In 2022, 100 million people were forced to leave their homes, the highest number ever recorded. In Central America, displacement and refugee applications have also reached unprecedented levels. According to the Mexican Commission for Refugee Aid (COMAR), Mexico received 111,257 asylum applications in 2022 from 13 countries. The majority of these applications came from Honduras, Cuba, Haiti and Venezuela. In addition to those seeking asylum in Mexico, those waiting for their cases to be processed by the United States are forced to wait in Mexico too.

In response to this situation, Télécoms Sans Frontières (TSF) developed in 2017 a project to share essential, reliable information with those who fled their homes. The objective is to strengthen their safety  by supporting their ability to make informed decisions, giving them access to accurate and timely information, and increasing their psychological well-being.

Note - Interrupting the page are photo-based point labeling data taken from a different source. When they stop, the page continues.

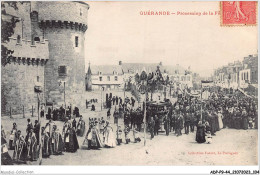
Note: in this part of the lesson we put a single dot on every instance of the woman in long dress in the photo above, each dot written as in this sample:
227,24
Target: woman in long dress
200,134
110,140
12,137
81,127
5,157
92,139
70,139
20,148
57,145
31,143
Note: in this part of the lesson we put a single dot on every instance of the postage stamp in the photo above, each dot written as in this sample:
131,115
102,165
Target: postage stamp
238,13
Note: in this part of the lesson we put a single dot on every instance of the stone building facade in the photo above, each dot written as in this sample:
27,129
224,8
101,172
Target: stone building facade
48,45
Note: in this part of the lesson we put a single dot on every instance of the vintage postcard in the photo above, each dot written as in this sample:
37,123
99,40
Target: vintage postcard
117,83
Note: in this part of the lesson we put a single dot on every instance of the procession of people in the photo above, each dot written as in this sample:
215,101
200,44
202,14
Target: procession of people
184,116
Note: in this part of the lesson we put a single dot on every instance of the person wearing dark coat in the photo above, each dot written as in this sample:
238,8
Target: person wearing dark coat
120,101
36,130
5,157
157,125
212,123
55,114
116,100
29,126
187,120
71,141
167,125
152,125
74,124
244,120
42,113
48,116
192,122
93,108
200,134
179,124
108,114
113,99
76,111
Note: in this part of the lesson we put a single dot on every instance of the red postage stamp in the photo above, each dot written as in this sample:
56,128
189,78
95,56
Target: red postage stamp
238,13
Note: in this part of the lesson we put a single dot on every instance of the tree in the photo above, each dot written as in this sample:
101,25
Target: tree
7,30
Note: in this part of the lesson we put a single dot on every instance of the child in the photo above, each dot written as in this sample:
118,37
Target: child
127,130
119,135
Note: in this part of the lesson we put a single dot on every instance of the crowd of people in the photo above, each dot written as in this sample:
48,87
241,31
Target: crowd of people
187,114
28,147
60,113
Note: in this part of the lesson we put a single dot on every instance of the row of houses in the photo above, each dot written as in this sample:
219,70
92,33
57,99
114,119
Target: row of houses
239,74
115,76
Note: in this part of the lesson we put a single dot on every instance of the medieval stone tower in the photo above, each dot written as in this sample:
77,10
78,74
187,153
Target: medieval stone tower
48,51
64,25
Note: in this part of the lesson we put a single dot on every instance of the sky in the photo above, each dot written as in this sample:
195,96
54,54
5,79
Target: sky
117,32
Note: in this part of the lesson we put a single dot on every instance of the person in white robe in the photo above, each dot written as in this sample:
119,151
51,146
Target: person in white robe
220,122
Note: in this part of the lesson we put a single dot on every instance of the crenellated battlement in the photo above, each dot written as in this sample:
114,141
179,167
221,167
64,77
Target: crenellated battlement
27,53
63,24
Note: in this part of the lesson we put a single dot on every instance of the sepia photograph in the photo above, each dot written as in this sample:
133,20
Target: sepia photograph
113,83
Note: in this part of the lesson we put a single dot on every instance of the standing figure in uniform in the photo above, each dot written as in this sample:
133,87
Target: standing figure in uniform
200,134
20,151
187,122
167,125
127,130
12,137
152,125
57,145
119,135
81,127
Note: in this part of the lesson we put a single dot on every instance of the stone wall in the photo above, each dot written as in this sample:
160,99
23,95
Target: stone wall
17,87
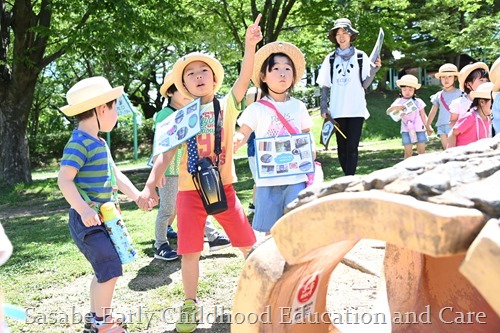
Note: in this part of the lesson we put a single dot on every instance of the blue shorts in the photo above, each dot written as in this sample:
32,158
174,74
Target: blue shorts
270,203
96,246
444,129
421,138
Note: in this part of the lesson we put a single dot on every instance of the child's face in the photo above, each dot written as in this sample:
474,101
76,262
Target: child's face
281,76
447,81
108,118
199,79
343,38
407,91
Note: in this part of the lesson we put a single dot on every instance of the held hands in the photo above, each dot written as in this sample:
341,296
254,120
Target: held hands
253,34
90,217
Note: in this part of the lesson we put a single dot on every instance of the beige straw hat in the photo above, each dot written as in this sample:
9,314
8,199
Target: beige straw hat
181,64
88,94
483,91
289,49
446,70
408,80
495,75
168,81
466,70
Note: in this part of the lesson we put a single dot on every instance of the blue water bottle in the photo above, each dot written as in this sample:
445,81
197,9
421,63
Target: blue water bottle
118,233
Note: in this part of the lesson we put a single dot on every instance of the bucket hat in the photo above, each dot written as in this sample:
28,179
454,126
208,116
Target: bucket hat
495,75
289,49
88,94
483,91
408,80
466,70
181,64
345,24
447,69
168,81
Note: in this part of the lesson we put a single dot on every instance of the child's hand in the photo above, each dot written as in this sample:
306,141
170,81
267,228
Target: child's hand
90,217
429,130
238,141
253,34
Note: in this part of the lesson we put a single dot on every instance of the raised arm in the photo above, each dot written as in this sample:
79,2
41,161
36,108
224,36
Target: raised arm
252,37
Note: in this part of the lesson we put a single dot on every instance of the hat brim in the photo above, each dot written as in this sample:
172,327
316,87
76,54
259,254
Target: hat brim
408,83
181,64
289,49
350,30
73,110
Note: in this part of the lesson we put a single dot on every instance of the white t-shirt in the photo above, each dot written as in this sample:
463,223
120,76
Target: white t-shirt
265,123
347,96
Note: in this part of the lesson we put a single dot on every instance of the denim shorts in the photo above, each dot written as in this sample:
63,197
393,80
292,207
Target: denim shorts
421,138
444,129
96,246
270,203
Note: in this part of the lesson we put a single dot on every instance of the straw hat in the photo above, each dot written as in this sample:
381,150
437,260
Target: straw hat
446,70
483,91
495,75
168,81
466,70
408,80
347,26
88,94
181,64
289,49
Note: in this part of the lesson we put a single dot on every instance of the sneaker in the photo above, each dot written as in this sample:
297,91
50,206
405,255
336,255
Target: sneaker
165,252
219,243
188,320
171,233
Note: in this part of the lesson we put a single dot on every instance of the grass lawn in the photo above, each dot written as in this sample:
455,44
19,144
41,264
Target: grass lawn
47,272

These are main shelters partnered with TSF to display information for people in mobility.

How does the project work?

The project is currently active in Mexico, Guatemala and Colombia, and relies on connected screens to display information in centers for people in mobility. The screens can be remotely managed and monitored, and don’t require a lot of energy or Internet access.

With information from trusted, reliable sources, people watching the screens can strengthen their protection and increase their safety by having access to reliable information improving their ability to make better and informed decisions and increasing their psychological well-being. They have the opportunity to learn more about their rights in the country, legal procedures, and relevant resources.

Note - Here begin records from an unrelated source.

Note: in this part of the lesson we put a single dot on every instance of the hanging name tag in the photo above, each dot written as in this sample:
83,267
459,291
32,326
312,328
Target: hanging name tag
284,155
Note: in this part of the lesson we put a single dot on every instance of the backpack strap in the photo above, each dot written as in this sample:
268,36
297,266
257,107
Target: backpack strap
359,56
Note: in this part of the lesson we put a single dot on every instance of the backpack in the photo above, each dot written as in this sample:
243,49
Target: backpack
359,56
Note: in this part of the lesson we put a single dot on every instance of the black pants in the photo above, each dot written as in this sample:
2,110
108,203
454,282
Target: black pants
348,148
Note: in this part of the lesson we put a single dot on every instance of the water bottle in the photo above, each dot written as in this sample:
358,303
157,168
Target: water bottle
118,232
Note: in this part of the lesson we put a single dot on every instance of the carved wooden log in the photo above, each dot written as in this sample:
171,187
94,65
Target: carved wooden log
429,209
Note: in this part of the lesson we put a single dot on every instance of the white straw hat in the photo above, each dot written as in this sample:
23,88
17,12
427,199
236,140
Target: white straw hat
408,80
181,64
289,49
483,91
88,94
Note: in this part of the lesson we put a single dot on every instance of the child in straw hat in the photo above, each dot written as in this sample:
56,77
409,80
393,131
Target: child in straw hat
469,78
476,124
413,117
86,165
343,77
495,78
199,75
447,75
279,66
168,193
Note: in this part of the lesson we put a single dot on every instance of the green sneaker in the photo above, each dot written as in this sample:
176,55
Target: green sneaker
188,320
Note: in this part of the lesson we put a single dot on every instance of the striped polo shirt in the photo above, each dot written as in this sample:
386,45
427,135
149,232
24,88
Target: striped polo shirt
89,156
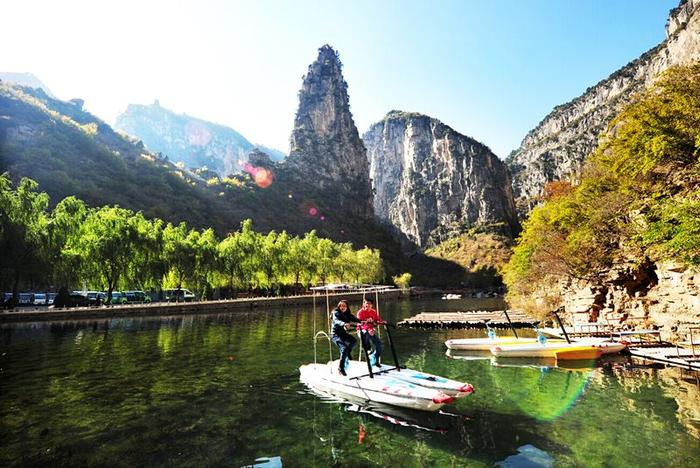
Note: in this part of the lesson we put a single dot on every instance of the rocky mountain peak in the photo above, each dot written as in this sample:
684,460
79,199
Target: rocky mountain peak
432,183
325,147
557,147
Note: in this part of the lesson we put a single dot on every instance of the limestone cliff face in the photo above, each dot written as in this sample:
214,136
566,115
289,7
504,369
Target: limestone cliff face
557,147
325,147
432,183
195,142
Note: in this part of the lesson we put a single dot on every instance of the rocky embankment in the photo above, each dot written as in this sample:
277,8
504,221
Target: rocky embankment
664,295
432,183
557,147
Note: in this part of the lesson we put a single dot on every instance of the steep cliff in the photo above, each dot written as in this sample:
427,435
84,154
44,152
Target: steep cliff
325,147
193,141
432,183
557,147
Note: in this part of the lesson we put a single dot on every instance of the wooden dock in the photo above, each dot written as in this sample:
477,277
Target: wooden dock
471,319
668,354
643,344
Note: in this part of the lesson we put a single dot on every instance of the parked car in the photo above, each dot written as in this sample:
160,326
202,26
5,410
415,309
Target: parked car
96,297
26,299
74,299
40,299
50,298
119,297
178,295
137,297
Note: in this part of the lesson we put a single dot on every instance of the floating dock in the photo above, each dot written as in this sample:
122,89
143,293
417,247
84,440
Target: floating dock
670,355
471,319
643,344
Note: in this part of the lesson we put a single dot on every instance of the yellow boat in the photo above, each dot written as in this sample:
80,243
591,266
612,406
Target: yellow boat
563,351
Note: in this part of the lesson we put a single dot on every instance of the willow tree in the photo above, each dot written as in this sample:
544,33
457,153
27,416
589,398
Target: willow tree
23,222
180,252
66,220
105,244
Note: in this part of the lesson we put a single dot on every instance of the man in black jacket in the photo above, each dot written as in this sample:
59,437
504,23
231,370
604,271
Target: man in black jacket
342,321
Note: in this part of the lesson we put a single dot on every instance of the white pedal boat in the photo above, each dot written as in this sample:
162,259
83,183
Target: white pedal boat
384,387
450,387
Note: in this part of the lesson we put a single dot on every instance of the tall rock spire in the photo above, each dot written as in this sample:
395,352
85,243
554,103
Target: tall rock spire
325,147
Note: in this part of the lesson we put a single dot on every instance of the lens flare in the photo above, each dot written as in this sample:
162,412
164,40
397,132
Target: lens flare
261,176
308,208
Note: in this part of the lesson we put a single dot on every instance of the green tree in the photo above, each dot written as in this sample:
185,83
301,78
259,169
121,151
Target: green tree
64,225
205,262
23,227
105,244
179,252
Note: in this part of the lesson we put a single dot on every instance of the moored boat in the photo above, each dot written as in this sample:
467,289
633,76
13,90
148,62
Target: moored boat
485,344
548,349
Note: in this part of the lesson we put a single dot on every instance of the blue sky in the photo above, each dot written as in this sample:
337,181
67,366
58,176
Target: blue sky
491,69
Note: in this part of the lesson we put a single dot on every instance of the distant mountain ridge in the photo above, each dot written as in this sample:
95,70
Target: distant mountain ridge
26,79
557,147
191,140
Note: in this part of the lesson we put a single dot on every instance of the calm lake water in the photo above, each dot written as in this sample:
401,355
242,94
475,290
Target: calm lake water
223,390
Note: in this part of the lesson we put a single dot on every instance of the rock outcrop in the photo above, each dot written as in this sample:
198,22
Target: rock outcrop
325,147
557,147
195,142
432,183
664,295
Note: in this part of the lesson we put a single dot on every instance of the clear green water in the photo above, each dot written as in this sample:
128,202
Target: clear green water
223,390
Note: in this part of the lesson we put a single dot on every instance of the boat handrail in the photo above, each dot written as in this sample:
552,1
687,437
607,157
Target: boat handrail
330,351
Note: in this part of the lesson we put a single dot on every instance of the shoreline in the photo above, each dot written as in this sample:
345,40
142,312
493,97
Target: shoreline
187,308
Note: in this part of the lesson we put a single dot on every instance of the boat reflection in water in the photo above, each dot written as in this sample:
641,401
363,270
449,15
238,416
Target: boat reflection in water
477,434
439,421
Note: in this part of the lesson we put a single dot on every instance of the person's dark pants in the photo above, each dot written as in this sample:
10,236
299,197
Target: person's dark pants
345,345
372,342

"Information is very important, since while you wait to receive advice from CAMMI's lawyers, you can find out all the important information while you are in Mexico".

A refugee woman from Nicaragua at CAMMI, in Querétaro Mexico, 2022.

What happened in 2022?

One of the main objectives of 2022 for the project was to better link the information displayed with the assessed needs. For example, there has been an increase in the number of people from Venezuela in the shelters. How can we make the content more relevant for them?

One way to adapt more the content to each shelter was by developing a new system to monitor and control screen content. This will allow more targeted content to be streamed on screens.

The project’s report also shares recent figures on people who consulted the screens:

  • 67% of beneficiaries reported that they felt relieved, or emotionally stronger, after having access to clear and relevant information.
  • 83% felt safer.
  • 82% reported having received information they didn’t know before.
  • Near half (48%) made important decisions thanks to the information provided.
  • 10% reported having applied for asylum or a humanitarian visa

Shelter managers see the impact: it lightens their workload by empowering migrants, letting them find their own information instead of asking. Most importantly, information helps them find their next step more easily, and regain hope.

“Giving people information helps them know what to do and where to go, empowers them to manage things”.

Shelter manager at shelter in collaboration with IOM in Tijuana, Baja California.

I will fight for my migrant rights”.

Man from Colombia at Esquipulas, Guatemala Shelter.

What’s next?

TSF’s team in Central America aims to include from 10 to 15 new sites in Central and South America.